Engineers union accuses Boeing of age discrimination

EVERETT — The union representing Boeing engineers has filed an age discrimination charge with state and federal authorities against the aerospace giant.

The charge filed Wednesday by the Society of Professional Engineering Employees in Aerospace alleges that Boeing used a two-step scheme to shed older, higher-skilled engineers from its payrolls.

First, the company changed how it determines who gets laid off when work is cut, and then it created the need for layoffs by announcing plans to move jobs — but not necessarily employees — to non-union shops out of metro Puget Sound, according to the charge SPEEA filed with the state’s Human Rights Commission.
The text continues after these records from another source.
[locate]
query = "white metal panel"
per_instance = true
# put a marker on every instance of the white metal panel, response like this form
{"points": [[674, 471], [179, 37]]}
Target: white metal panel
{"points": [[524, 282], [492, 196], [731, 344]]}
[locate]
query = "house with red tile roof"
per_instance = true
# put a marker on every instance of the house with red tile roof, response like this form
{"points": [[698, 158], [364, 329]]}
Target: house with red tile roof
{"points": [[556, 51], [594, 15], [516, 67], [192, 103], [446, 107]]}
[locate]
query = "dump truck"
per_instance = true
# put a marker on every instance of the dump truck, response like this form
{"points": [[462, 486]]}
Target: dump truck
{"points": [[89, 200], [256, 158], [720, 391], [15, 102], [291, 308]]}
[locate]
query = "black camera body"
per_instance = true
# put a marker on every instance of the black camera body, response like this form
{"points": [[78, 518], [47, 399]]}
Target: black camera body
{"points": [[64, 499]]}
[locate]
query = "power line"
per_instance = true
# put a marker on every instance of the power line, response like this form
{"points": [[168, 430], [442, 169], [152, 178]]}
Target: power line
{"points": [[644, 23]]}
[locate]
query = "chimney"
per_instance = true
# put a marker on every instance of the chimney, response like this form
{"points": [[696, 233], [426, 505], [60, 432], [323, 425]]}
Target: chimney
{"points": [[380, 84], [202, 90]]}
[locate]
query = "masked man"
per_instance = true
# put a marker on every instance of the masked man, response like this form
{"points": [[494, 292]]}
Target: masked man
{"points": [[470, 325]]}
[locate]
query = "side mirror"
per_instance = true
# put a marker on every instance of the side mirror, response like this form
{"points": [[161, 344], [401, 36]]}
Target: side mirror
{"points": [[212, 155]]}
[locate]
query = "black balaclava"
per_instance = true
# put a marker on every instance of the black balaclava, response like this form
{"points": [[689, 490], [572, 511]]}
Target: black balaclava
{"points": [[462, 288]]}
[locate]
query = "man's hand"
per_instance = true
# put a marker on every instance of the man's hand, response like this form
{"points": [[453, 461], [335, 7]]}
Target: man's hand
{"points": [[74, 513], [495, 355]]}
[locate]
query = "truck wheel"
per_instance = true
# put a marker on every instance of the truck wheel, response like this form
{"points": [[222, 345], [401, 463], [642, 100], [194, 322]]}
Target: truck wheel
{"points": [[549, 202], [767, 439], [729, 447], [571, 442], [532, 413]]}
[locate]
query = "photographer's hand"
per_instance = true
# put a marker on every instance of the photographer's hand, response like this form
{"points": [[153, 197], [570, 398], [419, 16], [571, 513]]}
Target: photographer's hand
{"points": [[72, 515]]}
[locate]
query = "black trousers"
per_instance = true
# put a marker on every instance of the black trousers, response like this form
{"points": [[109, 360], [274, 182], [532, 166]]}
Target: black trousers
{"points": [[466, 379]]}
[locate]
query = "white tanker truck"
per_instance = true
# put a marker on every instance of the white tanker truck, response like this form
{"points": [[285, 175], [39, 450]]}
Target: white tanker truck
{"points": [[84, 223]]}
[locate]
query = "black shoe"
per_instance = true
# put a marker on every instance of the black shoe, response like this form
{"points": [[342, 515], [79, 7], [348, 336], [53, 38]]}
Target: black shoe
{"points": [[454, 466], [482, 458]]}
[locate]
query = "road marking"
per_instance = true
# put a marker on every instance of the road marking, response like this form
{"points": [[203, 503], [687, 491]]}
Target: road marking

The union also filed an identical charge with the U.S. Equal Employment Opportunity Commission’s Seattle office.

At least 4,500 workers — and possibly more — are affected by the company’s actions, said Ray Goforth, SPEEA’s executive director, in an interview with The Daily Herald. “It dramatically shifts who is positioned for future layoffs.”

The company denies the charge.

Boeing does not discriminate against its employees on any basis,” a Boeing spokesman said. “Diversifying our engineering workforce reflects changes in our business and is not related to the age of our employees. We’re disappointed that SPEEA filed this baseless complaint.”

Sometime before March, the company changed how it assigns what are called retention rankings, which determine the order by which employees are laid off if jobs are cut. The rating system puts each worker in one of three tiers — R1, R2 or R3 — with R1 being the best rating and last to be laid off, and R3 being the first group to go.

Previously, the company ranked employees relative to everyone doing the same job. So, for example, an electrical engineer would be ranked relative to every other electrical engineer at Boeing, Goforth said.

Since the system was meant to insulate the highest-value employees from layoffs, a highly skilled and experienced worker was much more likely to get an R1 ranking than a new hire fresh out of college.

But that changed when Boeing tweaked the system ahead of its annual update of retention rankings in March, he said.

This year, the Chicago-based company considered another factor, employees’ job levels, when determining retention rankings, according to the charge SPEEA filed.

Job levels are assigned based on a worker’s skills and experience. They are not based on seniority, Goforth said.

For example, Boeing’s jobs website Wednesday listed an opening for a Systems Engineer 1 or 2 in Huntington Beach, California. The job description explained that an applicant with just a bachelor’s degree qualified for hire as a Level 1, while a bachelor’s degree and two or more years real-world experience were needed to come on as a Level 2.

When Boeing updated its retention rankings earlier this year, it rated employees relative to co-workers doing the same job and with the same level. For example, a systems engineer 1 was ranked only against other level 1 systems engineers and not against more experienced workers, according to SPEEA’s charge.

“This illegal manipulation doubled, tripled, and quadrupled layoff vulnerability for older employees compared to previous years,” Goforth said in a news release from SPEEA.

In early April, the company announced plans to move several thousand engineering jobs — but not workers — out of metro Puget Sound.

Affected employees are effectively being laid off.

Publicly, company spokesmen have said most are expected to land in other positions with Boeing in the region, and that moving engineering work to a handful of so-called “centers of excellence” around the country is a business decision meant to maintain a competitive edge.

The moves could also help Boeing offset continued weak demand from the defense industry, said Scott Hamilton, an aerospace analyst with Issaquah-based Leeham Co.

Relocating jobs could help the company hold onto talent elsewhere, and keeping jobs in states with influential Congressional delegations, such as California, helps Boeing lobbyists in D.C., he said.

At the same time, the company has clearly worked to weaken SPEEA, Hamilton said.

Based on SPEEA’s calculations, layoffs tilted toward older workers could save Boeing $3 billion to $5 billion in vested benefit costs, such as pension payments and retiree health care, Goforth said.

SPEEA’s case is based on statistical analysis of Boeing data on its retention rankings. The union’s findings were verified by an independent third party not associated with labor, he said. “The data are a startling indictment of the company.”

In March, the union filed age discrimination charges against Spirit AeroSystems, Inc., in Wicita, Kansas. The company, which makes 737 fuselages, terminated hundreds of workers deemed to be too old, he said.

Goforth said he expects the state commission will defer to the federal EEOC’s decision to take the case or not.